Interactive tooltips: Hover over neurons to see bias values, hover over connections to see exact weights
Zoomable SVG: Smooth zooming in browsers for detailed inspection
Network statistics: Displays architecture, parameter count, and training metadata

Understanding the Visualizations

Each visualization shows:

Neurons (circles): Numbered nodes arranged in layers
Connections (lines): Weighted connections between layers
Layer labels: Input, Hidden, and Output layer identification
Legend: Color and thickness interpretation guide

Hover over any element to see detailed information including exact weight and bias values.

AND Gate Visualization

Architecture: [2, 2, 1] - Total Parameters: 9 (6 weights + 3 biases)

The AND gate is linearly separable, meaning a simple perceptron could solve it. However, this implementation uses a hidden layer for consistency. Notice how the network learns:

Input Layer (2 neurons): Receives the two binary inputs (A, B)
Hidden Layer (2 neurons): Creates decision boundaries
- Hidden neurons detect when inputs are active
- Biases adjust the activation thresholds
Output Layer (1 neuron): Combines hidden layer signals
- Strong positive weights from both hidden neurons
- Output activates only when BOTH inputs are 1

The trained weights show clear patterns: the network learns that it needs strong activation from both inputs simultaneously to produce output 1.

OR Gate Visualization

Architecture: [2, 2, 1] - Total Parameters: 9 (6 weights + 3 biases)

The OR gate is also linearly separable. The network learns a simpler decision boundary than XOR:

Input Layer (2 neurons): Receives inputs A and B
Hidden Layer (2 neurons): Each neuron primarily responds to one input
- Hidden neuron 0: Strongly responds to input A
- Hidden neuron 1: Strongly responds to input B
Output Layer (1 neuron): Uses positive weights to combine signals
- Activates when EITHER input is active
- Output = 1 when A OR B is 1

The weight pattern reveals how the network implements logical OR: it creates parallel pathways where either input can trigger the output through its corresponding hidden neuron.

XOR Gate Visualization

Architecture: [2, 3, 1] - Total Parameters: 13 (9 weights + 4 biases)

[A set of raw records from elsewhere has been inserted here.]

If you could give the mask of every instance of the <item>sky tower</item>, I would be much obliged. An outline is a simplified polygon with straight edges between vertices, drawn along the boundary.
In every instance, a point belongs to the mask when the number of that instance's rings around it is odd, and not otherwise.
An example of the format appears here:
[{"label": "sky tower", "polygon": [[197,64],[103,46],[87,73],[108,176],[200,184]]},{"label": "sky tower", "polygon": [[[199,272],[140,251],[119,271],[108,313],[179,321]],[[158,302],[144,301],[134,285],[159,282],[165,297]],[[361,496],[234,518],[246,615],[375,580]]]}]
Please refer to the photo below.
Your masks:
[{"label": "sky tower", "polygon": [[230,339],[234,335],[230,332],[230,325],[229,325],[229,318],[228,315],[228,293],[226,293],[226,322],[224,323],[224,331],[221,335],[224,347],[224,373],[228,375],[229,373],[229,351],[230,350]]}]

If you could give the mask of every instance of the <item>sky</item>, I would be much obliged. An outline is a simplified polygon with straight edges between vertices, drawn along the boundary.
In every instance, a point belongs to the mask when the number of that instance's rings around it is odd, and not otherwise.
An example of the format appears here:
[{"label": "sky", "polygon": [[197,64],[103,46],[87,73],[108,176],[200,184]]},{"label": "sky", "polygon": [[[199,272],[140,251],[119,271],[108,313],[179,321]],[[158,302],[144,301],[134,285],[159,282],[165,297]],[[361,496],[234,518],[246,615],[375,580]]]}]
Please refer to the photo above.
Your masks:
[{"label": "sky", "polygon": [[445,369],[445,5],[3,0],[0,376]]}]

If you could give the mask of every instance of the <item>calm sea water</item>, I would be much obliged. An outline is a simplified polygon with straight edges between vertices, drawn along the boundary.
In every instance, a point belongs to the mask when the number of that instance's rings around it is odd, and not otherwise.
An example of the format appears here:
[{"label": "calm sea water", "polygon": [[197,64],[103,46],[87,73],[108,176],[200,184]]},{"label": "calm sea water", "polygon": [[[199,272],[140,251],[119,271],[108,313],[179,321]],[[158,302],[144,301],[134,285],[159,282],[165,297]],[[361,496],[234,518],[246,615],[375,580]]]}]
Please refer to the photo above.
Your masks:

XOR is the classic non-linearly separable problem. You cannot draw a single straight line to separate the 1 cases (0,1 and 1,0) from the 0 cases (0,0 and 1,1). This is why XOR was historically important in demonstrating the need for multi-layer networks.

The network learns to decompose XOR into simpler operations:

Input Layer (2 neurons): Receives inputs A and B
Hidden Layer (3 neurons): Creates non-linear decision boundaries
- Hidden neuron 0: Detects when input A is active (~11.8, ~8.3)
- Hidden neuron 1: Detects when input B is active (~11.0, ~7.5)
- Hidden neuron 2: Detects when BOTH inputs are active (~13.3, -9.1)
  - Note the negative weight! This is the key to XOR
  - Creates an "inhibitory" signal when both inputs are on
Output Layer (1 neuron): Implements (A OR B) AND NOT (A AND B)
- Positive weights from neurons 0 and 1: "Activate if A or B" (~2.9, ~2.0)
- Strong negative weight from neuron 2: "BUT NOT if both" (-4.68)
- This combination produces: Output = 1 when inputs are different

Why only 13 parameters? XOR is actually one of the simplest non-linear problems. The 3 hidden neurons create just enough complexity to form the required decision boundaries. This is why XOR became the canonical example for demonstrating that neural networks can learn non-linear functions - it's the minimal case that proves the concept.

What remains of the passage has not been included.